Experts have highlighted to the regulator the impact of the limited availability of high loan to value mortgage products on first-time buyers who rely on them.
In an occasional paper published by the Financial Conduct Authority (FCA) last week (October 9), the authors concluded that future work should investigate in more detail the different segments of the mortgage market and characterise their specific dynamics.
The authors cited the example of young first-time buyers, relying on high LTV mortgages, who were likely to be particularly affected by changes in the availability of mortgage products.
Their analysis found that the share of offered deals with a loan-to-value above 90 per cent fell from 10 per cent to 2 per cent between March and June, remaining at 2 per cent as of August.
Additionally, the analysis showed that the largest decline in April and May, as well as the smallest rebound in June, was concentrated among the ‘riskiest’ mortgages above 90 per cent LTV, or an LTI in excess of 4.

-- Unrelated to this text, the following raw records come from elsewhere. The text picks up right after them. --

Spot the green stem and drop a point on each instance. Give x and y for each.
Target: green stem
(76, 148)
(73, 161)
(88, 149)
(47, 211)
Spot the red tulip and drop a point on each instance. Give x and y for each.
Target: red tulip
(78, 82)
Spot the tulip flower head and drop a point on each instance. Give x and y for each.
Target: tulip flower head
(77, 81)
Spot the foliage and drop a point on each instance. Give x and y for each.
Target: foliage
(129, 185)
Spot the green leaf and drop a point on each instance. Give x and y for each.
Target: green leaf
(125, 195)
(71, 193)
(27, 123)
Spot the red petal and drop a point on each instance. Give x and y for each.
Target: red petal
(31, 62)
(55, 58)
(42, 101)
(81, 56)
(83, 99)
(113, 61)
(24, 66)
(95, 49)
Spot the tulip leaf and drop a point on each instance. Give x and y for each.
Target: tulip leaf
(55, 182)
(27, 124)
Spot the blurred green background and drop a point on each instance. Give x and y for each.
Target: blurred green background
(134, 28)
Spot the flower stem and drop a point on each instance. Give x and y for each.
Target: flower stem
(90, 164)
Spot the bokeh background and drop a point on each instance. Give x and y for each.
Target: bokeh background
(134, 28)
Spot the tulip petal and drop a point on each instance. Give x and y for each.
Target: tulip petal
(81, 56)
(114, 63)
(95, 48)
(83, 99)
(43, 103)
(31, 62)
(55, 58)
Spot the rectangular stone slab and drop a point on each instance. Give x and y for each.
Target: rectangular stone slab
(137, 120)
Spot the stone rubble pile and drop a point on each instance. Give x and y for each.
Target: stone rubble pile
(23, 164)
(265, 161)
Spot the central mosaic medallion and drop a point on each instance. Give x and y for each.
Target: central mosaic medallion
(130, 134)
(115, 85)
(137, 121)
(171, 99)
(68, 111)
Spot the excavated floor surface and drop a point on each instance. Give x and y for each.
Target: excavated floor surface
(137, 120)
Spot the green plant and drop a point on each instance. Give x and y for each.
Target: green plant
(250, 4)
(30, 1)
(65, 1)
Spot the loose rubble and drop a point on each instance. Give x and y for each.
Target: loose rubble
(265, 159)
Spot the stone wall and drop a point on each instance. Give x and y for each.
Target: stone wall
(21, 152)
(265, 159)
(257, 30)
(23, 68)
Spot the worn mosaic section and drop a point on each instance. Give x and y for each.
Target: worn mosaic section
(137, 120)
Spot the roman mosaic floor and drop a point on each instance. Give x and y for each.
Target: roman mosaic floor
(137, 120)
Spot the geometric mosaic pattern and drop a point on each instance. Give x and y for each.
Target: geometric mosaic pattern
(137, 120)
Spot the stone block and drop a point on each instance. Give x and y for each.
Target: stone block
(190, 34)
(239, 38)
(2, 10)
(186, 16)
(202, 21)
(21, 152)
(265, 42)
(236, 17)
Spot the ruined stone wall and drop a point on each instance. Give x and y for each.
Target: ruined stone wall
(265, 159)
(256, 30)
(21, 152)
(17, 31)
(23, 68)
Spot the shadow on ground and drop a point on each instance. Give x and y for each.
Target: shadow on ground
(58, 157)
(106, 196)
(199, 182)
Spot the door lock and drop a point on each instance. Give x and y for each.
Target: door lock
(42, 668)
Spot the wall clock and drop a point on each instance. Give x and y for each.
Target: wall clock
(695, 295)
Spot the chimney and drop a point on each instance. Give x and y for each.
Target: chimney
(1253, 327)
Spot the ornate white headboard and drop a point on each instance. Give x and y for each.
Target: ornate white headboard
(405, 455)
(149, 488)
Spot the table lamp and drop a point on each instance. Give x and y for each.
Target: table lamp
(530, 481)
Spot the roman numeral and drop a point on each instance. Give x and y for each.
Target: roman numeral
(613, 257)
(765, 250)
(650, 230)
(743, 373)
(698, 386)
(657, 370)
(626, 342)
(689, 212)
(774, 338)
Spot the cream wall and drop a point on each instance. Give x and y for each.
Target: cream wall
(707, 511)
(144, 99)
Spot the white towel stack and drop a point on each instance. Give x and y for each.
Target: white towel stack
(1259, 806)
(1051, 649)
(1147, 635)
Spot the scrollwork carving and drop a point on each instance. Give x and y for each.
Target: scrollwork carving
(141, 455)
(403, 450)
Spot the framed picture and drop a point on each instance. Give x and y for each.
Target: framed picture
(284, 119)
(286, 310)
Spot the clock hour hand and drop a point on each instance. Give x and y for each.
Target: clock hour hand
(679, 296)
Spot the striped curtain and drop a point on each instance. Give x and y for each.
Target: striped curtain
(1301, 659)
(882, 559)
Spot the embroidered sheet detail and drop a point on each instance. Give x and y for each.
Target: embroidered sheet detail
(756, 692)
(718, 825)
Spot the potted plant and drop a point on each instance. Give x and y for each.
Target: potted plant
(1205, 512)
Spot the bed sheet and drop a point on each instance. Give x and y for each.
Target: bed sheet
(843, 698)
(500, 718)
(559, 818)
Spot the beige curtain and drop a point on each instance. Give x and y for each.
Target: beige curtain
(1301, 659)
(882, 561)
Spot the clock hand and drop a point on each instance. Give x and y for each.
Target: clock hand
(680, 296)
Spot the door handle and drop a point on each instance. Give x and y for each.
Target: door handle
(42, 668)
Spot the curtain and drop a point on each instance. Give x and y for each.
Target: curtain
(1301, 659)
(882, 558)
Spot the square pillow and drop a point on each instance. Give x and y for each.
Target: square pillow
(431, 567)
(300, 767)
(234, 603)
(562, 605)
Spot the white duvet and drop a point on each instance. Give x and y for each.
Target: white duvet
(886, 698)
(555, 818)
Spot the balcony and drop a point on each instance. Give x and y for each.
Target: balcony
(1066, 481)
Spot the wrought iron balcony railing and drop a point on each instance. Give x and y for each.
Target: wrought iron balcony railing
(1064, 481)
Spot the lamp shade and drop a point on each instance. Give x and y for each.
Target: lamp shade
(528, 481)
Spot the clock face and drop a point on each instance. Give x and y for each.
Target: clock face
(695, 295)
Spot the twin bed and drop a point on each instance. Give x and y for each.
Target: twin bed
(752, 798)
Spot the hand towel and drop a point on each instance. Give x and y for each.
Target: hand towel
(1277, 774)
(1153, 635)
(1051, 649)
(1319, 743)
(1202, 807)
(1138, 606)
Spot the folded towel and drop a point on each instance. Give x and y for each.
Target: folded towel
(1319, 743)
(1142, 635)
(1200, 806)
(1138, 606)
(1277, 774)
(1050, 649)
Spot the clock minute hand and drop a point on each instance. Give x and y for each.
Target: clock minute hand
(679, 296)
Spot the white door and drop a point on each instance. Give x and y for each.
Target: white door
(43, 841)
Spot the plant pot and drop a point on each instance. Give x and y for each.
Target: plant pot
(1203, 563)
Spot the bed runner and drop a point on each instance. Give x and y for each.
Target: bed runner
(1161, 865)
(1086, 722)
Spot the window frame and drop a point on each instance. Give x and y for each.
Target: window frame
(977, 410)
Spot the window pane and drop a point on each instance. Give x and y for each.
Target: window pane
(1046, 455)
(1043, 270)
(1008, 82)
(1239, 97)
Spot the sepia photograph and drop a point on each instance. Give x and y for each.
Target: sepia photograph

By the end of Q2 2020, for example, the number of mortgages above 90 per cent LTV was still 60 per cent below their June 2019 level.
The high LTV market has seen lenders coming in and out, with limited launches and product withdrawals after high demand following lockdown.
Last month Moneyfacts warned that home ownership aspirations were “further out of reach” for many as the number of high LTV mortgage deals available had dramatically declined year-on-year.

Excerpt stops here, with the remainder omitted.